March 13, 2014
Crowdsourced photo exhibit celebrates Cornell women
#Showmethewomen, demanded Jordana Gilman ’14, and the Cornell community responded.
The result is “Women in the Big Picture,” a crowdsourced photography exhibit celebrating notable female Cornellians past and present – alumnae, professors, administrators and staff. Adorning Willard Straight Art Gallery are 250 black-and-white photographs honoring some of the university’s most prominent graduates – Nobel Prize winners Toni Morrison, M.A. ’55, and Barbara McClintock ’23, M.A. ’25, Ph.D. ’27, and Supreme Court Justice Ruth Bader Ginsburg ’54 – alongside lesser known, though influential, Cornell women.
“I didn’t want to limit it to the most famous female Cornellians,” said Gilman, the exhibit curator. “By including professors, deans, program leaders and staff who students see on campus every day and recognize as leaders, it sends a powerful message about their impact as well.”
Gilman, a January graduate with a degree in human biology, health and society from the College of Human Ecology, was stirred to action while studying on campus. During a break, she observed that all of the room’s portraits depicted influential men, a troubling trend she confirmed at other campus locations.
“With so few portraits of women, it sends a message that only men are powerful and important in society,” said Gilman. “Women are literally left out of the picture.”
Encouraged by faculty and administrative mentors, Gilman started a #showmethewomen social media campaign to solicit nominations for an exhibit. Thanks to her networks built as president of Cornell Hillel, Risley Hall residential adviser and a Cornell Multifaith Ambassador, hundreds of ideas poured in on Twitter, Facebook and Instagram.
Lacking the resources to create formal portraits, Gilman opted to print and mount 5x7s of these notable women, going against some friends’ advice to hold off until she could raise funds for more polished pictures.
“People told me to slow down, to get everything just perfect, but I felt that would just become another excuse to not take action,” Gilman said. “Women have been hearing for years that it’s only a matter of time before we’re recognized. If we wait for that day to come maybe it never will.”
The exhibit, on display through April 1, opened last month at a well-attended reception; in the crowd were 10 of the 250 featured women, including Kay Obendorf, M.S. ’74, Ph.D. ’76, professor of fiber science and apparel design and senior associate dean for the College of Human Ecology.
“The collection honors the rich history and current contributions of a large number of Cornell women and inspires the entire Cornell community,” said Obendorf, who encouraged Gilman to pursue the idea.

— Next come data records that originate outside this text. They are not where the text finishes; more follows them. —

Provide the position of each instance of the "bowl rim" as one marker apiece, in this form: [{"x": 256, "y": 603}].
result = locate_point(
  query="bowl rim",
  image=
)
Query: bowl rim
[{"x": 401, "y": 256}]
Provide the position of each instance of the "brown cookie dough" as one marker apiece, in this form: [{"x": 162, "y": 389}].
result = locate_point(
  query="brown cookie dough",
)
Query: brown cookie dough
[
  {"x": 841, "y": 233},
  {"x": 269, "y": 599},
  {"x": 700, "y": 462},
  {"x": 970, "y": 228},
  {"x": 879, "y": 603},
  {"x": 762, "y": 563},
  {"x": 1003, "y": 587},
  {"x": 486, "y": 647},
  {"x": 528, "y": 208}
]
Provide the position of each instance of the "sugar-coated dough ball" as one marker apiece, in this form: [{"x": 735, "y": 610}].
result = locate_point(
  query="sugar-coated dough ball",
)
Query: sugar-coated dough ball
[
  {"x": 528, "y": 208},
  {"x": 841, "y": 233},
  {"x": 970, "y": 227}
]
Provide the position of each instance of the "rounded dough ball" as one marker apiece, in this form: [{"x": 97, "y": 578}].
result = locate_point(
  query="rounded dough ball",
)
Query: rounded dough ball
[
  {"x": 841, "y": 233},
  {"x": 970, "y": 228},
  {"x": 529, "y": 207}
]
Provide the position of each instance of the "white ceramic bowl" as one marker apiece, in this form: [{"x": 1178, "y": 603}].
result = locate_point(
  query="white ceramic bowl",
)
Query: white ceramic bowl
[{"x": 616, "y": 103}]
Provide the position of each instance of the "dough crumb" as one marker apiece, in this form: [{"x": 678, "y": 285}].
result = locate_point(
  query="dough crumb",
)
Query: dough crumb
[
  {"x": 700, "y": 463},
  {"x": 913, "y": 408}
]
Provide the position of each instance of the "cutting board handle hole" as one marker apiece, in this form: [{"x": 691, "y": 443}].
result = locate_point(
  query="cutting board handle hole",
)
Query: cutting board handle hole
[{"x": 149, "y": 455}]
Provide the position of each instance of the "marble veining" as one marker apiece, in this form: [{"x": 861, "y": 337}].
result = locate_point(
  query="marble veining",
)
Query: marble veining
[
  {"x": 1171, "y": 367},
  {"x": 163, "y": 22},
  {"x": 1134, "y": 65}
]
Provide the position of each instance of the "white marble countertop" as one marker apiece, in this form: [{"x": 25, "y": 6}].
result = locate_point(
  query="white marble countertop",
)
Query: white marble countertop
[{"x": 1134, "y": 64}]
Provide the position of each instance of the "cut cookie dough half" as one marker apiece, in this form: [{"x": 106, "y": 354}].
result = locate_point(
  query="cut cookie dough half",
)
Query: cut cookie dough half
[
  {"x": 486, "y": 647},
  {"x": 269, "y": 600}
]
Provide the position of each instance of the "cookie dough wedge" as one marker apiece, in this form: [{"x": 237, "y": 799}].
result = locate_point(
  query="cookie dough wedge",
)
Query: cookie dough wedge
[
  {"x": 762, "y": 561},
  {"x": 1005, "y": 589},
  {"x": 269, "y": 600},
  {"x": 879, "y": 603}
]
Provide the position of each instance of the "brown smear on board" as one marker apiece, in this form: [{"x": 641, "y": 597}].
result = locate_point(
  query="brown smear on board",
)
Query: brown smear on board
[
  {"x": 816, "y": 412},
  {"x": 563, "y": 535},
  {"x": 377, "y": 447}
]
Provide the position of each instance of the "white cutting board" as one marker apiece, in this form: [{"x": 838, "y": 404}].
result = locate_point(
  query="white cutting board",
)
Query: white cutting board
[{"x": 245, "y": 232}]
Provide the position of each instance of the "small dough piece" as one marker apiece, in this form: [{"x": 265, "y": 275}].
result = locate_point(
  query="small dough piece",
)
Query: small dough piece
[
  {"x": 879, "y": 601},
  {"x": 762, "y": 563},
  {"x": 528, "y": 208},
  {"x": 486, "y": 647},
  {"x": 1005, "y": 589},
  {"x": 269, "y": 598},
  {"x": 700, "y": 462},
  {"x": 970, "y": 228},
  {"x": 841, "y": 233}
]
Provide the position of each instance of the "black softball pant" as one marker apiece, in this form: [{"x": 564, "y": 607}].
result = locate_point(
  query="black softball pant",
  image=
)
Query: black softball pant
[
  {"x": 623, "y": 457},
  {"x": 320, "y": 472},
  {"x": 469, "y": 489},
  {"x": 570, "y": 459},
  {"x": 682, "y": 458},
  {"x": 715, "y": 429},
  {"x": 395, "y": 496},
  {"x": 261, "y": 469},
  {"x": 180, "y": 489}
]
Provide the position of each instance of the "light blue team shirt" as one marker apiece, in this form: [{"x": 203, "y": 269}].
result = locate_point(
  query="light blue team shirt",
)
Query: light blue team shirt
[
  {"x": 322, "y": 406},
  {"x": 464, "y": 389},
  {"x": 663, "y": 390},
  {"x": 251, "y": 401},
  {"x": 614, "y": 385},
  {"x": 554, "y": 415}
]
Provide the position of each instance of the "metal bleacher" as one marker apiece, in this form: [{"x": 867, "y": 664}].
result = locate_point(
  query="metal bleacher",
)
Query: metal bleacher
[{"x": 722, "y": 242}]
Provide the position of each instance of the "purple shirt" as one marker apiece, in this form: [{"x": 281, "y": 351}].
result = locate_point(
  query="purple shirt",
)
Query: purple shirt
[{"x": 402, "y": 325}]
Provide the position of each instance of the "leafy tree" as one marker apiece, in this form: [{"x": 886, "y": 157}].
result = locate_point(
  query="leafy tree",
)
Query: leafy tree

Among those moved by the photos was Sandra Fluke ’03, a women’s rights advocate who toured the exhibit while attending the annual meeting of the President’s Council of Cornell Women. Gilman, a champion for many of the same causes Fluke once rallied for on Ho Plaza, was “deeply thrilled” to share it with her.
Cornell Vice President for Student and Academic Services Susan Murphy ’73, Ph.D. ’94, whose photo is included, visited the gallery recently. She praised Gilman’s “clear and strong values” and “determination to bring the project to life.”
Perhaps most powerful, Gilman said, is a mirror that hangs amid the rows of photographs. By seeing their faces among the rest, visitors consider their place in Cornell history and imagine how they’ll shape the university’s future. Gilman, for one, aims to make a difference: This fall she will attend SUNY Upstate Medical University, and she plans to become a physician committed to women’s health issues.
“It puts viewers in the picture, both women and men,” she said. “They are inspired to think about their impact and what they’ll do to get their portrait hung on campus.”
Ted Boscia is director of communications and media for the College of Human Ecology.